Among our many mistakes, not proving we could earn revenue was probably the biggest. Back in 2012, most startup founders were still dazed by the success of companies like Facebook that thrived on a pay-with-your-data model. The idea of worrying about monetization for a software product still seemed questionable, or at least small-time. I wish we had moved to solve that problem sooner.
Team dynamics start to get complex at about seven to ten people. Nothing makes it more obvious than an open-plan office, but we didn’t have the capital to give everyone a private space. Putting a bunch of very focused people to work on difficult jobs in an environment where they’re getting interrupted every few minutes is . . . stressful.
When we started Prism, my cofounder and I had no idea what we wanted to build. We were searching for the right problem to solve. Bill payment appealed to us because it was both a terrible consumer experience and a problem that seemed amenable to a technical solution.
The technical hurdles of building a company like Prism were much higher than we had predicted, and the challenges that millions of Americans face as they navigate an opaque maze of overdraft fees, late fees, service disconnections, and ruined credit were also far more painful than we thought. From a business perspective, both developments effectively cancelled each other out, and we kept breaking open a new piñata of edge cases every week.
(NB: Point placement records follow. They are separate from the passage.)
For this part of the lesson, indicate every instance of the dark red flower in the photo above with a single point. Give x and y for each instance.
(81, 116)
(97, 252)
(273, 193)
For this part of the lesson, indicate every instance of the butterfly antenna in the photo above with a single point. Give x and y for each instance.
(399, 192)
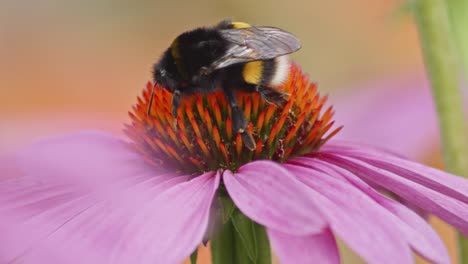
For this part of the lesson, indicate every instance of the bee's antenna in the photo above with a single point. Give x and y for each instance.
(151, 101)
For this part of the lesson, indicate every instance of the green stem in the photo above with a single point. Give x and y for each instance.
(240, 241)
(440, 59)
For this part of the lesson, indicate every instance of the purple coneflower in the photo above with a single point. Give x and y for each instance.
(94, 198)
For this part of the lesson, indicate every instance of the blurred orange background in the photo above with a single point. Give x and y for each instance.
(68, 65)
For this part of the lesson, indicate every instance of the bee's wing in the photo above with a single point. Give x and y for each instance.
(255, 43)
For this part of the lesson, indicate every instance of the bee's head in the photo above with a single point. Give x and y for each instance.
(165, 74)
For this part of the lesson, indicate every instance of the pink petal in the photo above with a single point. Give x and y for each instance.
(270, 195)
(52, 212)
(418, 233)
(449, 209)
(451, 185)
(169, 228)
(316, 248)
(362, 223)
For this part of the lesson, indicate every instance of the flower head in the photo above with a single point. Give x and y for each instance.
(201, 139)
(91, 198)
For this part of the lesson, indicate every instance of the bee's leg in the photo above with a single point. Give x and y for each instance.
(239, 121)
(273, 96)
(175, 105)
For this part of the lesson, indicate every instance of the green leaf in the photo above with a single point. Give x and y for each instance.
(223, 250)
(241, 241)
(193, 257)
(246, 232)
(227, 207)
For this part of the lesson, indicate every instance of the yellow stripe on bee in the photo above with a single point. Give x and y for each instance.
(252, 72)
(240, 25)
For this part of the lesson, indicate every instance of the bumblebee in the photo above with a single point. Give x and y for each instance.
(230, 56)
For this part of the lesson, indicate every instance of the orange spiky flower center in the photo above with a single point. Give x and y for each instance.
(203, 140)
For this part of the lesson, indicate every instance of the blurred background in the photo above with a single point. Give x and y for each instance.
(67, 65)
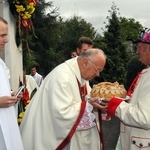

My greatest accomplishment as a founder was convincing a bunch of great people to work together with me on crazy ideas.
I’m kind of a weird person with a meandering path to VC. I majored in history with the vague plan of becoming a lawyer. I ended up taking a job in investment banking because law school seemed like it would be a lot of work (the plan was very vague). I abandoned my career in finance because I thought that starting a tech company sounded exciting (despite my suspect reasoning here, it was exciting). Somewhere along the line, I ended up with a commercial pilot’s license. I’ve always wished I could make a living writing books, but I can’t, so I married an author instead.
Today, I get a lot of satisfaction from helping founders build great businesses and avoiding all (or at least most) of the mistakes I made.”
—Tyler Griffin has spent the last 12 years thinking about how to make money work better. He co-founded Prism Money, a consumer-focused bill payment product that allowed for instant and free payments to over 15,000 banks and billers. Now owned by BillGo, Prism is America’s largest real-time payment network. Following Prism's sale, Tyler became entrepreneur-in-residence for the Financial Solutions Lab, a partnership between JPMorgan Chase and CFSI. In this role, he mentored 16 companies focused on fintech solutions to improve financial health.
Prior to starting Prism, Tyler worked in the Mergers & Acquisitions group at JPMorgan’s and Citigroup’s Investment Banking offices in New York City. He also worked at a middle-market private equity fund and served on multiple boards of directors. Tyler graduated from Northwestern University in 2005 and once jumped out of a perfectly good airplane.